Top Tip- spend now, avoid expense later. When you’re starting out, it’s tempting to buy the cheapest gi you can find or the cheapest gloves “until I’m sure I’ll stick it”. Understandably you want to save money until your certain this new hobby is a keeper. Also, outlaying a few fifties on anything is hard, let alone something you may only wear twice per week initially. However when it comes to equipment, you really do get what you pay for. Gis are difficult to justify spending so much on but they really do give back. Barring some washing machine related accident or loss you’ll still be wearing the €150 one in 3 or 4 years, whereas the €50 one will have washed your car a few times or to give it a worse fate, have become the “spare jacket” that hangs around the club. Ugh. I still have a pair of Koral pants (though someone nicked the jacket!) from my first gi 8 years ago.
Mat fees come first! Or do they? If you’re not coaching, then you’re probably paying a mat fee once a month. If you are coaching, then you’re just paying rent, rates, insurance, maintenance… okay I’ll stop moaning. Your mat fee is what lets you train and learn, so it really should be your first priority when it comes to training. From an Irish perspective, the cheapest monthly mat fee I’ve heard is €50 per month from a club that trains twice per week. The most expensive is €120 from a full time club. Most fall somewhere in the middle of those two. My club charges €60 for a student and €65 for an adult and teenagers and kids train for €5 a class. For your €65 you get BJJ classes everyday of the week, twice per day bar Fridays and Saturdays. Overall I think it’s really good value, and if you use it like a lot of people do, you’re paying in the region of €3/4 per class. However good the value is though, there’ll always be a month for most of us when you’re struggling to meet the fee, or maybe every month you are. So what I always think is in terms of priorities. For some people, training is number 1, it’s the first thing they think of when they get paid and they put the cash aside. These people are in the extreme minority. Most people probably go on some variation of this: Food> rent> girlfriend’s birthday present> car loan> training. Or food> mortgage> kid’s school stuff> someone-I-barely-know’s-wedding-present-plus-night-in-a-poxy-hotel > training. You can throw in whatever necessity you want in between. This is the financial dilemma most of us face from week to week. By the time we get down our list to “training”, there might not be a whole lot left in the pot. I can only speak for myself here, but I always hate to see people left stuck without training for a month because of money. Sure, I run a business but I’m way more interested in seeing people train than in my pocket, so I always try to arrange something with people. Maybe they can get me double month next month or maybe they can do some work for the gym as their mat fee. I genuinely think that doing favours like this pays you back in the end in some way. Maybe not financially, but there’s more to life than that.

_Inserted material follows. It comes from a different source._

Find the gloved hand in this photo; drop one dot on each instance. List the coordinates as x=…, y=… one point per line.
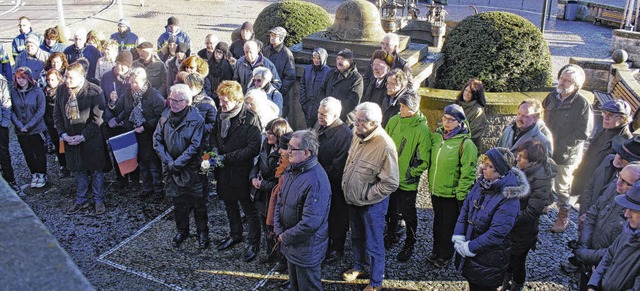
x=463, y=249
x=457, y=238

And right now the little voice in my head says “and this Barry, is why you’re poor”
But I’m Happy. Note the capital H there. However it does bug me when people complain about mat fees when they’re out boozing regularly, or they’re constantly buying new gis or new training gear they don’t need. For me, the training is always number 1 and I know if you’re reading this blog there’s a chance it’s your number 1 too. Now if your life after payday goes something like rent> food > girlfriend’s present> xbox game> night out> night out> night out> night out> training, then that’s fine. Training is further down your list than it is mine. But I think it’s a little cheeky to complain about the expense of your mat fee when you quite literally piss the same amount up against the wall in one night. Same if your list goes rent> food> girlfriend> new gi> training. No piece of kit can make you better than a month on the mats.
Competition time! In Ireland, competing costs about €25 and it can be as high as €30 and as low as €20. I know people complain about the cost of competing and I actually have been one of them when I thought the competition wasn’t up to scratch. But I’ve also been on the other side of the table and I can tell you that hosting a competition is an expensive little thing to do. Sure, sometimes it goes great and 100 people show up, you have packed divisions and a great time and even make a little money. However most of the time you spend weeks on the organisation, then 50 people show because it rained and you take the proverbial bath. So take it from me, most of the time you’re not being fleeced for your €25, but it can be expensive nonetheless. Methods of making it cheaper would be: 1) early registration- most competitions offer a discount for early registration. 2) Car pooling (no really) 3) bring a sambo (food is expensive at comps generally, I think I spent €60 on Acai at the euros!)
So there you have it. Barry’s really poor BJJ financial advice.